Tante Jet, een leven voor haar kinderen. Over Henriëtte Pimentel (1876-1943)

boekbespreking

vrouw aan bureau

Dankzij de opening van het Nationaal Holocaust Museum werd duidelijk dat de geschiedschrijving van de Tweede Wereldoorlog nog lang niet is voltooid. 

Zo krijgt een van de locaties van het museum, de voormalige crèche, meer aandacht. Vooral voor haar dynamische directrice Henriëtte Pimentel die honderden kinderen in veiligheid wist te brengen uit handen van de bezetters.

Henriëtte Henriquez Pimentel werd op 17 april 1876 in Amsterdam geboren in het Portugees-Joodse gezin van diamanthandelaar Nathan Pimentel en Rachel Oppenheimer. 

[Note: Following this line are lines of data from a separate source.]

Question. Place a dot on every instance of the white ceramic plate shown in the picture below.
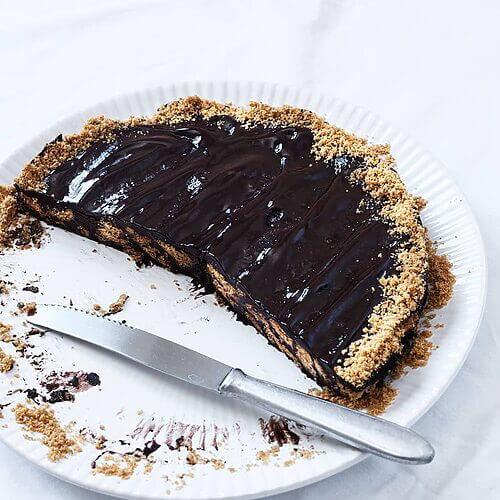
(131, 397)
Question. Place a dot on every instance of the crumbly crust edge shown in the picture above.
(402, 292)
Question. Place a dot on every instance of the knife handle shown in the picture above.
(360, 430)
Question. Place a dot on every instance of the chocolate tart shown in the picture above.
(305, 230)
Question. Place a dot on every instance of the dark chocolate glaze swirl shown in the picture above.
(279, 224)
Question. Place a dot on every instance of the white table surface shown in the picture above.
(430, 67)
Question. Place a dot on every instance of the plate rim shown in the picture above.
(90, 110)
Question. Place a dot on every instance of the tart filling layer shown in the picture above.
(305, 230)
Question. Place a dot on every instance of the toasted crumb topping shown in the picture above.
(42, 419)
(16, 229)
(378, 398)
(402, 292)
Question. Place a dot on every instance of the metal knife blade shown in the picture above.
(372, 434)
(143, 347)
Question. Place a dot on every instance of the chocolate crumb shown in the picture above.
(93, 379)
(6, 362)
(118, 305)
(29, 309)
(59, 396)
(276, 430)
(5, 332)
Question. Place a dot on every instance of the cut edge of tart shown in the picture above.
(392, 321)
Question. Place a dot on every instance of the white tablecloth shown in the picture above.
(431, 68)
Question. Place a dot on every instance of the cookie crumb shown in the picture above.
(122, 466)
(264, 455)
(42, 420)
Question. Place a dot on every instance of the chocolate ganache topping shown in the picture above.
(255, 204)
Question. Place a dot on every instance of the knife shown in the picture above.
(360, 430)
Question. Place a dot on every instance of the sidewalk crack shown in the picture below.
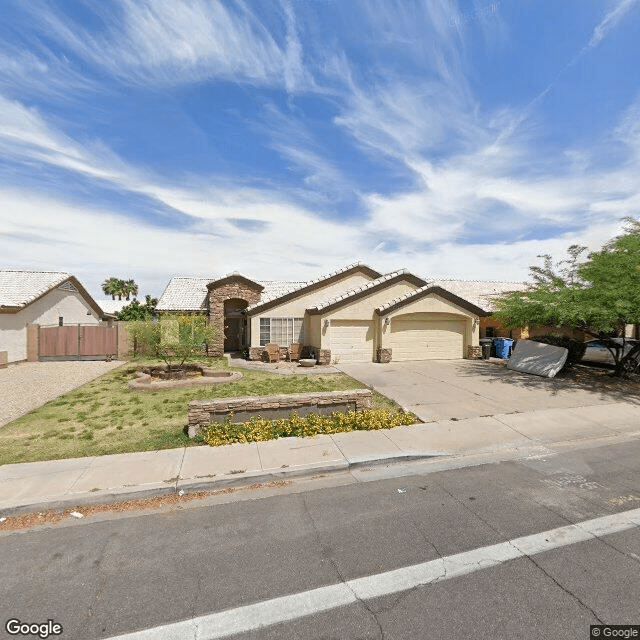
(179, 474)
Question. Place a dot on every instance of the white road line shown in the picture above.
(298, 605)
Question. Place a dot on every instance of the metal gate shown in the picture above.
(77, 342)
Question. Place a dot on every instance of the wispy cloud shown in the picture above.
(175, 42)
(610, 21)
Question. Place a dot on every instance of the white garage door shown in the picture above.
(352, 340)
(417, 337)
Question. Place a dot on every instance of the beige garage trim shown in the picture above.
(352, 340)
(424, 336)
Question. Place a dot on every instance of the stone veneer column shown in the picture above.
(228, 289)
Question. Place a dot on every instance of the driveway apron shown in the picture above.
(456, 389)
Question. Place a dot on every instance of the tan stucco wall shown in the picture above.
(525, 332)
(364, 309)
(45, 311)
(296, 308)
(441, 309)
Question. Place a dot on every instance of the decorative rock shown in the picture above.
(474, 353)
(537, 358)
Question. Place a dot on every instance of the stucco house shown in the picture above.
(43, 298)
(354, 314)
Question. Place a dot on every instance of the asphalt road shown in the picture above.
(107, 576)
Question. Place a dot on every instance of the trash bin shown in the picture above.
(503, 347)
(486, 344)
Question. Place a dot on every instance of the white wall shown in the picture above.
(45, 311)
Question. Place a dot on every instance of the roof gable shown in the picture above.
(19, 289)
(366, 289)
(235, 277)
(190, 294)
(425, 291)
(306, 287)
(480, 292)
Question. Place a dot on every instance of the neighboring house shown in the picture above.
(355, 314)
(111, 307)
(43, 298)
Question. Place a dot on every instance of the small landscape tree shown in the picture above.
(175, 340)
(138, 311)
(598, 296)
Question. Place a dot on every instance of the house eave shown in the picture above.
(296, 293)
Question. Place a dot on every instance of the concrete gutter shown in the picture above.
(57, 484)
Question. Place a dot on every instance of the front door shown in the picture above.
(232, 333)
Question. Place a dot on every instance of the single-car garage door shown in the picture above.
(424, 336)
(352, 340)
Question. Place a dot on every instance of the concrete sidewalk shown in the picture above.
(37, 486)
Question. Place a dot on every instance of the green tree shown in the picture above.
(598, 296)
(175, 340)
(111, 287)
(138, 311)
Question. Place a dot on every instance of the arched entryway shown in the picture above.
(235, 324)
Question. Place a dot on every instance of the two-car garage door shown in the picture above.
(421, 336)
(413, 336)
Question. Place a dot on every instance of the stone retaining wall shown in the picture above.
(203, 412)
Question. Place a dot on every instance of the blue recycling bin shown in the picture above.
(503, 347)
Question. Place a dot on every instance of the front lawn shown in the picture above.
(105, 416)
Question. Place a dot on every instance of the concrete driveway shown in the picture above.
(445, 389)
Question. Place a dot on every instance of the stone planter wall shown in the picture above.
(203, 412)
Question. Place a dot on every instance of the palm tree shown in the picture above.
(111, 287)
(129, 287)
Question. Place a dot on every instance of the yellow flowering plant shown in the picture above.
(258, 429)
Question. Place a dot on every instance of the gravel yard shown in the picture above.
(29, 385)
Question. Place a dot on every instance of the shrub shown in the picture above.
(258, 429)
(174, 339)
(576, 347)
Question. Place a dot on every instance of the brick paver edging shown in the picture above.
(203, 412)
(142, 382)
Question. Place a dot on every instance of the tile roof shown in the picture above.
(190, 294)
(303, 285)
(361, 289)
(20, 288)
(480, 292)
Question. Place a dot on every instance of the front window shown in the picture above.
(281, 331)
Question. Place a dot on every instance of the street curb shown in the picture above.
(215, 483)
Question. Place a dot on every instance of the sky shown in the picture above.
(284, 139)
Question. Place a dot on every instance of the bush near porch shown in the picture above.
(106, 417)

Samen krijgen ze dertien kinderen van wie er vier al in het eerste levensjaar zijn overleden. Jet is de jongste dochter. Vader Nathan overlijdt in 1893. Het gezin kent desondanks weinig financiële zorgen. De kinderen kunnen studeren. Twee broers worden arts.

Henriëtte volgde vanaf haar zestiende jaar een opleiding aan de Vormschool voor Onderwijzeressen aan Bewaarscholen. In 1896 behaalt ze aan die opleiding de akte A voor ‘bewaarschoolhoudster’. Op haar 26ste wordt ze directrice van de fröbelschool Cornelia. Na de sluiting van deze school in 1914 besluit ze de opleiding tot verpleegster te volgen in het Wilhelmina Gasthuis, een opleiding die ze wegens tuberculose moet afbreken. 

Daarna volgt een periode waarin ze in ‘t Gooi als ‘gouvernante’ werkzaam is in verschillende gezinnen. Afwisselend woont ze in bij het gezin waar ze werkt dan wel zelfstandig ergens in pension. Op het laatste adres in Bussum heeft ze de zorg op zich genomen voor de zonen van haar broer Bram die beroepsmilitair is in het Koninklijk Nederlands-Indisch Leger (KNIL) en in Nederland op verlof is. Die zorg duurt een jaar, totdat ze naar Nederlands-Indië terug kunnen gaan. Zelf keerde ze in 1926 voorgoed terug naar Amsterdam om directrice te worden van de crèche aan de Plantage Middenlaan.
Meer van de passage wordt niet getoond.